His name is White King, he's 10 days old and the zoo says he's a real "teddy bear." But the lioness who bore him rejected him after a traumatic birth. Born on May 31, the cub is the first white lion born in a Spanish zoo.
Curled up in the arms of Juan Luis Malpartida, director of the Mundo Park zoo near the southern city of Seville, he's getting no shortage of cuddles and even a bottle of milk.
Juan Luis Malpartida feeds a bottle of milk to White King at the Guillena World Park Reserve. AFP
"It was a bad birth," he told AFP, adding that the mother, a white lioness brought over from Thailand four years ago had "laboured for 14 or 15 days before giving birth." And when he finally emerged, he was a hefty little fellow.
"Just imagine what she went through, I don't know how she got him out," says Malpartida, a 73-year-old who has spent his life surrounded by animals.

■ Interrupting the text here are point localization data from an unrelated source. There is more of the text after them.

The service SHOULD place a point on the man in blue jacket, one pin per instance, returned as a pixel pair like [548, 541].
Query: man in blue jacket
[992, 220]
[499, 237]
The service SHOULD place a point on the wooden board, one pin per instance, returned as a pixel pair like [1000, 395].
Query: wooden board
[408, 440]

In the first three days, he didn't feed and after realising his mother "wasn't paying him any attention," they pulled him out of the compound, dehydrated and suffering from "hypothermia and hypoglycemia." By Wednesday, the change was evident.
"It's the first day I've seen with his head held up, trying to run," he said. For now the mother appears happy enough after her ordeal.
"She's totally calm," he said, indicating she appeared to have put the trauma of the birth behind her. "She wanted to be free of the cub, she was ready to mate again."
Juan Luis Malpartida presents White King at the Guillena World Park Reserve. AFP
White King will be one of the biggest attractions when this zoo, which counts 3,000 animals, reopens on Thursday following a three-month closure due to the epidemic.
For now, the Mundo Park staff will keep looking after him.
"When we see he's ready to be reunited with his parents, we'll do it. But it's a delicate issue because then he will competing with his father" for the mother's attention.